Trente et un sans papiers, épuisés, couchés accompagnés de deux femmes belges en grève de la faim depuis 5 jours, les avocats, une dizaine de soutiens et Monsieur Roosemont.

Monsieur Roosemont explique que la loi c’est la loi, que ce qu’il peut faire c’est leur offrir même si ce n’est plus la loi, une carte orange de jusqu’à six mois sur attestation médicale, et qu’il pense que ces cartes vont être prolongées, peut être de 3 ou 6 mois le temps que le médecin de l’office aie le temps d’attester qu’ils ont récupéré la santé, et puis…expulsion, ou retour à la clandestinité.

Grand désarroi des grévistes : cette carte ne leur permettra pas de  travailler,  de quitter le pays pour rencontrer des parents qu’ils n’ont plus vus depuis parfois 10 ans  dans leur pays ou dans des pays ou ils se sont réfugiés,  les maintiendra dans une marginalité dont ils ne veulent pas.

Un gréviste se crispe sur son matelas, vomit du sang et perd conscience. L’ambulance est appelée, suivit d’une ambulance de réanimation.

Monsieur Roosemont continue, imperturbable, à expliquer ses procédures durant la réanimation.

Un autre gréviste se tape la tête violemment à plusieurs reprises contre une table et tombe dans le coma. Les médecins réanimateurs le réaniment.

Un autre gréviste s’adresse en pleur à Monsieur Roosemont. Très difficile à comprendre, discours saccadé par des pleurs.

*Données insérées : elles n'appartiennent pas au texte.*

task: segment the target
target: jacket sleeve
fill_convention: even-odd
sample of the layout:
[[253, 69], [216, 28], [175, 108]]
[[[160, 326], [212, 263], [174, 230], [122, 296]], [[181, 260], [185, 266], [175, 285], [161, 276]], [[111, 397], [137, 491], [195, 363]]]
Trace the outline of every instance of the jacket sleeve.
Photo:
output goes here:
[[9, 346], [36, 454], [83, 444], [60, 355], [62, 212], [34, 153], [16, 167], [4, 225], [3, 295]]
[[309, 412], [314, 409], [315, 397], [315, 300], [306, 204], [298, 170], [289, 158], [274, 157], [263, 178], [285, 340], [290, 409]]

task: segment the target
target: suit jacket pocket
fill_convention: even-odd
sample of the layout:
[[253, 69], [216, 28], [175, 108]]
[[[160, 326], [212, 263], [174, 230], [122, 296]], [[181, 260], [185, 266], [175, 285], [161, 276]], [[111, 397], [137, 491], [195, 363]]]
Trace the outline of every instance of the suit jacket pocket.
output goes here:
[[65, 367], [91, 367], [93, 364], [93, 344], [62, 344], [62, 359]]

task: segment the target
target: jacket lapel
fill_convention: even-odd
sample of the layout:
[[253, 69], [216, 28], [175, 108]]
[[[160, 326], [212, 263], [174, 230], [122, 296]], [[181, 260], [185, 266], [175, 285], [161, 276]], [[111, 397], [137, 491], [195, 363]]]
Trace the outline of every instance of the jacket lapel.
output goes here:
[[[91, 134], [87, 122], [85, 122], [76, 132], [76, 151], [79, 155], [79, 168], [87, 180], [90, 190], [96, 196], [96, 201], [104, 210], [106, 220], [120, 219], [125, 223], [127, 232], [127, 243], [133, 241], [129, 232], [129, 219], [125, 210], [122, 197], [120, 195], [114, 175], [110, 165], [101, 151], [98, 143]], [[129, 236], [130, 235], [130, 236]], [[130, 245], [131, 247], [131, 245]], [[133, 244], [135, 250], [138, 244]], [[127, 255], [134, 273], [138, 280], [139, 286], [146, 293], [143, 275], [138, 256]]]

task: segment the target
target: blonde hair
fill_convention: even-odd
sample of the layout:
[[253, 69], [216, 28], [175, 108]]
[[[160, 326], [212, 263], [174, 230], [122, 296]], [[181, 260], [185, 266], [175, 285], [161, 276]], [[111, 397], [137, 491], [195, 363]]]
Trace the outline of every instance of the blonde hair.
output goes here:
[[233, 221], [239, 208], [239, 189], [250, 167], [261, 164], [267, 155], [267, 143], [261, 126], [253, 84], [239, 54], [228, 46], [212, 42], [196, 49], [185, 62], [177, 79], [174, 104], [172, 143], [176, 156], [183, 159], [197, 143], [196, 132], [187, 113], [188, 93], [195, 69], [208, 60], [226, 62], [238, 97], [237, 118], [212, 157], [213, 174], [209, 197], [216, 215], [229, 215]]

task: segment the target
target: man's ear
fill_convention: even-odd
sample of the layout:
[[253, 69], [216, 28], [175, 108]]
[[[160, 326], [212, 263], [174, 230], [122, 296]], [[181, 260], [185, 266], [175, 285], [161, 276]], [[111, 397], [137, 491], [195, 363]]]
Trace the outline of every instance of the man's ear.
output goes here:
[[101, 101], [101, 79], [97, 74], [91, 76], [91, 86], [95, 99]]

Un gréviste crie qu’il est là depuis 8 ans, veut travailler, vivre et explique qu’il est déjà intégré. Il a tout fait pour obtenir des papiers, est venu manifester devant l’office des dizaines de fois et que cette grève de la faim est sa dernière chance.

L’avocat s’énerve et met le directeur de l’Office des étrangers face aux contradictions légalistes qu’il soutient.

Tout cela toujours pendant que les réanimateurs soignent, amènent les deux malades.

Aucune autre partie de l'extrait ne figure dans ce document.